The only right actually specified in penal law is the right of a prisoner to request help from the prison inspector or ombudsman. Every other obligation is framed in terms of minimum entitlements. All minimum entitlements may be denied if there is an emergency in the prison or the security of the prison is threatened or the health or safety of any person is threatened.
Public Debate
It seems clear from the examples cited above, that the protection and advancement of the humane treatment of prisoners in NZ remains a work in progress. Several factors account for this situation. Affirmation of prisoner’s rights, as a moral and legal responsibility, runs against the grain of public opinion. Nineteenth century notions of less eligibility persist: those going to prison must endure worse conditions than law-abiding citizens.
Crime and anti-social behaviour create fear and anxiety amongst citizens. Ill-informed commentary about the level of crime and risk to personal safety are commonplace. Most politicians, whose vision of progress largely rests in the next ballot box, have proved unreliable in defending the limited rights of those who offend against society. The Prisoners and Victims Claims Act 2005 is a case in point.
Police also have a vested interest and a well-honed sophistication in publicising criminality. Prison bureaucrats, management and floor staff have shown limited commitment or ability to consider prisoners’ rights in an approach dominated by risk, security and control.
Victims and their advocates remain strident in their claims that the rights of prisoners supersede their own, an argument which essentially overlooks the State’s role in apprehending, charging, prosecuting, monitoring and/or housing offenders on their behalf.

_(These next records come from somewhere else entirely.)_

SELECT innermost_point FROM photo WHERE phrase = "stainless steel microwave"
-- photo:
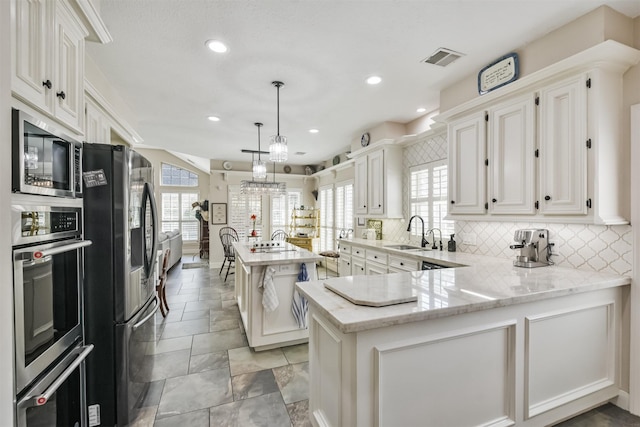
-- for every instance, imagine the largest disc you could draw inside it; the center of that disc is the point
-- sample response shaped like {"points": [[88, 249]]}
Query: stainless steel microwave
{"points": [[45, 161]]}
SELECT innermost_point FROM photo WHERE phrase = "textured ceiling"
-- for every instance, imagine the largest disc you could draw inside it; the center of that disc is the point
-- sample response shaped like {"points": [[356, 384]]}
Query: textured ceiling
{"points": [[322, 50]]}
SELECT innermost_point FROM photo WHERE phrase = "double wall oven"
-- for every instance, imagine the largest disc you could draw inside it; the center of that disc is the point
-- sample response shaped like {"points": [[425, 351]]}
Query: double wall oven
{"points": [[48, 275]]}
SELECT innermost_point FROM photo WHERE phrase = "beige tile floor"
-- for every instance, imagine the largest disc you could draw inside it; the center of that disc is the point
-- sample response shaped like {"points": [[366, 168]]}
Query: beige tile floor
{"points": [[201, 372]]}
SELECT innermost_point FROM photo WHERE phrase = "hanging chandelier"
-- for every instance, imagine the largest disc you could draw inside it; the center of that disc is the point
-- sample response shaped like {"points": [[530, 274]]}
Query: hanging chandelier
{"points": [[259, 168], [278, 151], [259, 171]]}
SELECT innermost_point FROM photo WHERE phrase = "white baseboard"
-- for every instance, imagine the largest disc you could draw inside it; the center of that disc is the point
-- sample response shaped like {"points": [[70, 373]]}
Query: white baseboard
{"points": [[622, 401]]}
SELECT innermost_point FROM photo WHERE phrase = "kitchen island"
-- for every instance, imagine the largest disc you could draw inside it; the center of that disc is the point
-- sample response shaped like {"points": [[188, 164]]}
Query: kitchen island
{"points": [[271, 327], [482, 344]]}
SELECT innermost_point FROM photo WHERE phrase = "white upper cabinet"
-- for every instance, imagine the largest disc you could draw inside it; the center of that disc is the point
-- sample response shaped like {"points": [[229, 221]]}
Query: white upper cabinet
{"points": [[361, 185], [48, 59], [511, 146], [581, 172], [563, 147], [378, 182], [467, 170]]}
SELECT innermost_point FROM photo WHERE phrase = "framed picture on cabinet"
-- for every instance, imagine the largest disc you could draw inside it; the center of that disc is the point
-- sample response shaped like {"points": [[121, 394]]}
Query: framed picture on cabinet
{"points": [[218, 213]]}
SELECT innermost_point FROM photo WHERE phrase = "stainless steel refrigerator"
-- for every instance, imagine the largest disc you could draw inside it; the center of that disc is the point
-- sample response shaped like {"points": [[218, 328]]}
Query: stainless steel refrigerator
{"points": [[120, 301]]}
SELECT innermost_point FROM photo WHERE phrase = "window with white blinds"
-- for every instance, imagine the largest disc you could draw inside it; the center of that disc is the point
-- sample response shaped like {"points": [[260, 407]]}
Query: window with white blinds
{"points": [[241, 207], [428, 197], [281, 208], [178, 214], [344, 207], [327, 231], [176, 176], [336, 212]]}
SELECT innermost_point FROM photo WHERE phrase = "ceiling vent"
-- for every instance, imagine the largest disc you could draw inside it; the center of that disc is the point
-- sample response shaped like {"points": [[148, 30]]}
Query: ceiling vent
{"points": [[443, 57]]}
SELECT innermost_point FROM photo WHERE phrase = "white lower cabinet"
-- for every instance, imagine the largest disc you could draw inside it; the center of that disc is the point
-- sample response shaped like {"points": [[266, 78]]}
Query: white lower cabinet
{"points": [[277, 328], [518, 365], [399, 264], [344, 265]]}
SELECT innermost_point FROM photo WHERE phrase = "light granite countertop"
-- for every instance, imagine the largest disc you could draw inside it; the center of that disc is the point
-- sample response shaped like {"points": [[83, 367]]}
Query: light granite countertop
{"points": [[286, 254], [483, 283]]}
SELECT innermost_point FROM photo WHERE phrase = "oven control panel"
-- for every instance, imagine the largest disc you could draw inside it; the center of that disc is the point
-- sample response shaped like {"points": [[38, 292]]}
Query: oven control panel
{"points": [[41, 223]]}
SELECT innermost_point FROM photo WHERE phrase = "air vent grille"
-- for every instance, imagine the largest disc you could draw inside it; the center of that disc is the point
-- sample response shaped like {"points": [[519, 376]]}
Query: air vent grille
{"points": [[443, 57]]}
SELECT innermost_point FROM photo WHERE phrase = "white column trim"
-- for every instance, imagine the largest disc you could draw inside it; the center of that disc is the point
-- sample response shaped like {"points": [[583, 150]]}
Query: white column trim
{"points": [[634, 373]]}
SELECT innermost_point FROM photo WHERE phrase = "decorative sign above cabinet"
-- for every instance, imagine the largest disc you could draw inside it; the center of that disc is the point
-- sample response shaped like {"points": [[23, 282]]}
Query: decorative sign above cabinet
{"points": [[502, 71]]}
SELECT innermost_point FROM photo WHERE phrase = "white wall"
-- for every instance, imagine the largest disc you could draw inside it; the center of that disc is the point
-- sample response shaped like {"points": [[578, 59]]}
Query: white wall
{"points": [[6, 290], [586, 31]]}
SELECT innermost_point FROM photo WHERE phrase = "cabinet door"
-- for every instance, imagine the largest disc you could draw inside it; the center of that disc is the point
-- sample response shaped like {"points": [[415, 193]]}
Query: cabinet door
{"points": [[512, 157], [361, 185], [32, 74], [467, 155], [563, 151], [69, 60], [376, 177], [357, 266]]}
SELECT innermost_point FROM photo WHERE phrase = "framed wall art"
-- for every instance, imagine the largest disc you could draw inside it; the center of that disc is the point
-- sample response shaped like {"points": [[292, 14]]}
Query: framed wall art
{"points": [[218, 213]]}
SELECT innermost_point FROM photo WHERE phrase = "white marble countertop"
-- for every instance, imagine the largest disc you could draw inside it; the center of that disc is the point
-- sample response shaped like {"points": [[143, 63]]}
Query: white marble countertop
{"points": [[287, 254], [484, 283]]}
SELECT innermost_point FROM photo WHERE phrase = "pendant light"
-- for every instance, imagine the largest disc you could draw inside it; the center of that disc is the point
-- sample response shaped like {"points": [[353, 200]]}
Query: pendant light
{"points": [[278, 151], [259, 166]]}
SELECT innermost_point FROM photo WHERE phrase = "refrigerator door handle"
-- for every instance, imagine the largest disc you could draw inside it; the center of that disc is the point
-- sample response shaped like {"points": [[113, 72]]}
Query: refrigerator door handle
{"points": [[148, 316], [151, 259]]}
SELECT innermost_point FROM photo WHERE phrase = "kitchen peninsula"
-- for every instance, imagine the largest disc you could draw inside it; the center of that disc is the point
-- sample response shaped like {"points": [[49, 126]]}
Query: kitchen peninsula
{"points": [[485, 344], [278, 327]]}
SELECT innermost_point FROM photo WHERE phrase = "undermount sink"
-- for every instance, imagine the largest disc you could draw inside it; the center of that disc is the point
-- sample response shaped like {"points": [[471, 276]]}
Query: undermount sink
{"points": [[405, 247]]}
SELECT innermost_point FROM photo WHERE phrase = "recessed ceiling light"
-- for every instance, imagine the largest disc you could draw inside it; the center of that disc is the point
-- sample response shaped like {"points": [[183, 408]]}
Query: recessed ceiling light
{"points": [[374, 80], [216, 46]]}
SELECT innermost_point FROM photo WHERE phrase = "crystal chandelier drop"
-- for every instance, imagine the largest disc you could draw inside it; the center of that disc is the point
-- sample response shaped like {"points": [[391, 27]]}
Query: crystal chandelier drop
{"points": [[278, 151], [259, 167]]}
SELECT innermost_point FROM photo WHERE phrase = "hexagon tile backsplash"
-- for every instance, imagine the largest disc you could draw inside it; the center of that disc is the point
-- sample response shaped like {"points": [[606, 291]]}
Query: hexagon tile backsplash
{"points": [[586, 247]]}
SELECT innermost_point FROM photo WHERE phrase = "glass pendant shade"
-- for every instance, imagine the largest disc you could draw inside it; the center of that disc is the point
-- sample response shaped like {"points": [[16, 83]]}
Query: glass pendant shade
{"points": [[278, 151], [259, 169]]}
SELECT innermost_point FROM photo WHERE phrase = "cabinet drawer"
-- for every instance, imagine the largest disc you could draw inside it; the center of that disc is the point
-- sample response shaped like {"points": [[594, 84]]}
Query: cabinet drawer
{"points": [[376, 256], [403, 263], [357, 251]]}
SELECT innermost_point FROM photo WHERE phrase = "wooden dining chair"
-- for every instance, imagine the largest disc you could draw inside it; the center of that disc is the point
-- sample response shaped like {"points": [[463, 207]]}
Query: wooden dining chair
{"points": [[162, 281], [228, 235]]}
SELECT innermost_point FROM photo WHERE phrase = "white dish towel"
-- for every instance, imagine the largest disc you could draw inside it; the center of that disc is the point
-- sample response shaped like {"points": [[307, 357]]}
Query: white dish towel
{"points": [[299, 304], [269, 297]]}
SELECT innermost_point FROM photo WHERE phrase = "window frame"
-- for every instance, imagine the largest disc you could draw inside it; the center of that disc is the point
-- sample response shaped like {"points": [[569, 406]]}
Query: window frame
{"points": [[431, 219]]}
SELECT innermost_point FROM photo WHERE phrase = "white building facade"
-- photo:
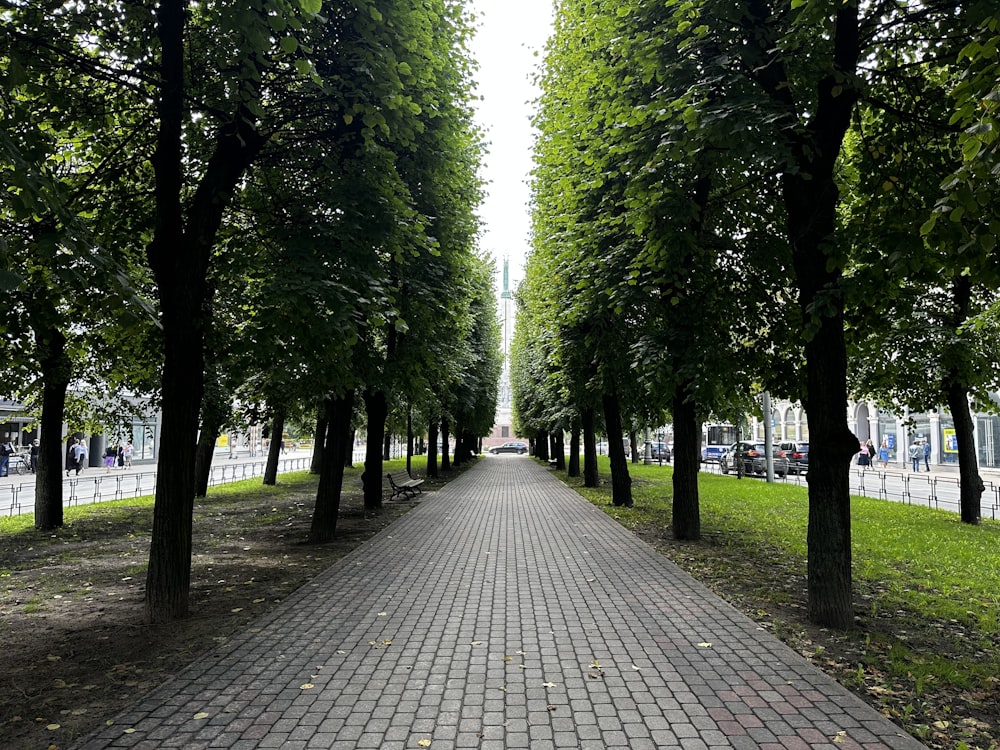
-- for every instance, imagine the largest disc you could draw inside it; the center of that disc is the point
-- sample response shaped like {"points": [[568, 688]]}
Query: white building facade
{"points": [[867, 421]]}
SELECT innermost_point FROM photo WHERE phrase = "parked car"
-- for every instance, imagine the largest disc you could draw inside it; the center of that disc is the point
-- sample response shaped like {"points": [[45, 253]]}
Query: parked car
{"points": [[753, 458], [511, 447], [798, 457], [660, 451]]}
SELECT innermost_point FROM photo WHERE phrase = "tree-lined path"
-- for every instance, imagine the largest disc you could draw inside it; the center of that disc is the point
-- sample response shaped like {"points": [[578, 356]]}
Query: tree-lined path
{"points": [[503, 612]]}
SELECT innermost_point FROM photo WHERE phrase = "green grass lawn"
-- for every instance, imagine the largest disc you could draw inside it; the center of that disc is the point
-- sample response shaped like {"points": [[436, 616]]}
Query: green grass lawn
{"points": [[926, 649]]}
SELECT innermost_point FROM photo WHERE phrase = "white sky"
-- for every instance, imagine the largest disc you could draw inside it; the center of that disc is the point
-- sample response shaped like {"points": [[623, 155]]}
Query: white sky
{"points": [[509, 45]]}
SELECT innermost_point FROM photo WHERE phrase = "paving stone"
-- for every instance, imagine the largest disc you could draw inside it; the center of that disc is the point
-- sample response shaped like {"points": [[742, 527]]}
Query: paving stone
{"points": [[505, 561]]}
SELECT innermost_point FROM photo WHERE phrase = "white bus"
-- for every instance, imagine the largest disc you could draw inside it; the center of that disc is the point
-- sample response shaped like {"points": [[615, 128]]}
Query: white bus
{"points": [[716, 439]]}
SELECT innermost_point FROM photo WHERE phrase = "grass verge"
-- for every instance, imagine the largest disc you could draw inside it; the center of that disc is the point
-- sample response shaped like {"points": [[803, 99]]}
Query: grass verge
{"points": [[926, 647], [75, 648]]}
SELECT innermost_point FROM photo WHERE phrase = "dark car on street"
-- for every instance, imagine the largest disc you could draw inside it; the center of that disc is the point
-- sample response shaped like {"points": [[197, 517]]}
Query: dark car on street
{"points": [[512, 447], [659, 451], [798, 457], [753, 459]]}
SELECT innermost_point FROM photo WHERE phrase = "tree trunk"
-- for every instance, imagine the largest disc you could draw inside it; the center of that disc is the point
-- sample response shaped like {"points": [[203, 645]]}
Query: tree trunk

In turn, the capture of the emotional high ground by victim advocates, combined with their unrestrained commentary on all matters pertaining to justice and punishment, has been nourished and orchestrated by a largely complicit and uncritical media.
It is also the case that when the parents and other family members of an imprisoned person first encounter the prison system, they are, without exception, deeply shocked by what they find. One-third of those sent to prison are there for the first time. These days, people from all walks of life can end up in the prison system.
Coroner’s Inquests into deaths in custody have also provided a powerful public forum where the disregard shown by some prison staff towards the basic humanity and needs of fellow human beings has been exposed. Invariably, the Department puts the best construction on these events
While greater public exposure to the worst features of imprisonment is an important driver of change, it is a haphazard process. The consistent and humane treatment of prisoners has yet to be realised. As the Ombudsman observed, high ideals are not being met, despite the aura of success portrayed by the Department’s publications.
Recognising the basic humanity of the individual prison inmate is the first step in fulfilling human rights obligations.
Kathy Dunstall is secretary of the Howard League of Penal Reform, Christchurch, and helped draft The Penal System Review, (Roper Report), 1987.